So what can you do with the result of a Kleisli arrow, the IO object, other than compose it with another Kleisli arrow? Well, you can return it from main. In Haskell, main has the signature:

main :: IO ()

and you are free to think of it as a Kleisli arrow:

main :: () -> IO ()

From that perspective, a Haskell program is just one big Kleisli arrow in the IO monad. You can compose it from smaller Kleisli arrows using monadic composition. It’s up to the runtime system to do something with the resulting IO object (also called IO action).

Notice that the arrow itself is a pure function — it’s pure functions all the way down. The dirty work is relegated to the system. When it finally executes the IO action returned from main, it does all kinds of nasty things like reading user input, modifying files, printing obnoxious messages, formatting a disk, and so on. The Haskell program never dirties its hands (well, except when it calls unsafePerformIO, but that’s a different story).

Of course, because Haskell is lazy, main returns almost immediately, and the dirty work begins right away. It’s during the execution of the IO action that the results of pure computations are requested and evaluated on demand. So, in reality, the execution of a program is an interleaving of pure (Haskell) and dirty (system) code.

There is an alternative interpretation of the IO monad that is even more bizarre but makes perfect sense as a mathematical model. It treats the whole Universe as an object in a program. Notice that, conceptually, the imperative model treats the Universe as an external global object, so procedures that perform I/O have side effects by virtue of interacting with that object. They can both read and modify the state of the Universe.

We already know how to deal with state in functional programming — we use the state monad. Unlike simple state, however, the state of the Universe cannot be easily described using standard data structures. But we don’t have to, as long as we never directly interact with it. It’s enough that we assume that there exists a type RealWorld and, by some miracle of cosmic engineering, the runtime is able to provide an object of this type. An IO action is just a function:

type IO a  =  RealWorld -> (a, RealWorld)

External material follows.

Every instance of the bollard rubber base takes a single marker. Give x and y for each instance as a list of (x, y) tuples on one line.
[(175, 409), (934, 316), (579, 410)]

Or, in terms of the State monad:

type IO = State RealWorld

However, >=> and return for the IO monad have to be built into the language.

### Interactive Output

The same IO monad is used to encapsulate interactive output. RealWorld is supposed to contain all output devices. You might wonder why we can’t just call output functions from Haskell and pretend that they do nothing. For instance, why do we have:

putStr :: String -> IO ()

rather than the simpler:

putStr :: String -> ()

Two reasons: Haskell is lazy, so it would never call a function whose output — here, the unit object — is not used for anything. And, even if it weren’t lazy, it could still freely change the order of such calls and thus garble the output. The only way to force sequential execution of two functions in Haskell is through data dependency. The input of one function must depend on the output of another. Having RealWorld passed between IO actions enforces sequencing.

Conceptually, in this program:

main :: IO ()
main = do
putStr "Hello "
putStr "World!"

the action that prints “World!” receives, as input, the Universe in which “Hello ” is already on the screen. It outputs a new Universe, with “Hello World!” on the screen.

## Conclusion

Of course I have just scratched the surface of monadic programming. Monads not only accomplish, with pure functions, what normally is done with side effects in imperative programming, but they also do it with a high degree of control and type safety. They are not without drawbacks, though. The major complaint about monads is that they don’t easily compose with each other. Granted, you can combine most of the basic monads using the monad transformer library. It’s relatively easy to create a monad stack that combines, say, state with exceptions, but there is no formula for stacking arbitrary monads together.